During the training, you heard that counterfeiters brazenly continue to import or bring in goods through our ports and other designated and undesignated points of entry. In Kenya, this menace had escalated to an alarming level but our Executive Director of the Anti-Counterfeit Authority (ACA), Mr. Elenna Halake, here present, has dedicated every hour of his day to combat the counterfeiters.
In an unprecedented public private partnership, global law enforcement has used the passion and knowledge of the brand holders as a key weapon in the fight to enforce the law.
It is essential to know the “modus operandi” of the criminals – it is the same in Kenya as it in Mauritius and indeed every country across the world.
- Ports of origin – China.
- Imported through sea ports and moved to a land warehouse
- Shipments broken down using, often unsuspecting locals, into small consignments and moved for sale at street level.
The ACA countering strategy in Kenya is simple and effective:
- Goods arriving at the port are being scanned by customs officials.
- If, after scanning, it is found necessary for in-depth investigation, the container is opened for verification.
- Our men from Halliday Finch are called in to Authenticate the goods as being counterfeit and upon authentication the goods are seized. Halliday Finch then becomes the complainant on behalf of the brand.
Mr. Halake, Executive Director (ACA Kenya) plays a critical role in co-ordination and has done a fantastic job and once again I wish to congratulate him and implore him to keep up the good work.
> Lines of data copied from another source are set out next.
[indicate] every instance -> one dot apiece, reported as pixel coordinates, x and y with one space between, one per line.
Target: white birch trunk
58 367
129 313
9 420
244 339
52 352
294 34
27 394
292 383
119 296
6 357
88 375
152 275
It is my firm belief that interstate, interagency and public partnership co-operation in the fight on counterfeiters and infringement of property rights is THE game changer, raising benefits to Brands and thus Governments through revenue collection whilst simultaneously protecting our citizens. It’s win win.
I pray you enjoyed the training and passed the exam!
You people in this room are on the front line in the war against the counterfeiters, I praise you for your efforts in the past, I laud you for your efforts in the future. This fight can’t be fought without you, God speed and great success.
With these many words I declare the training for the day officially closed.”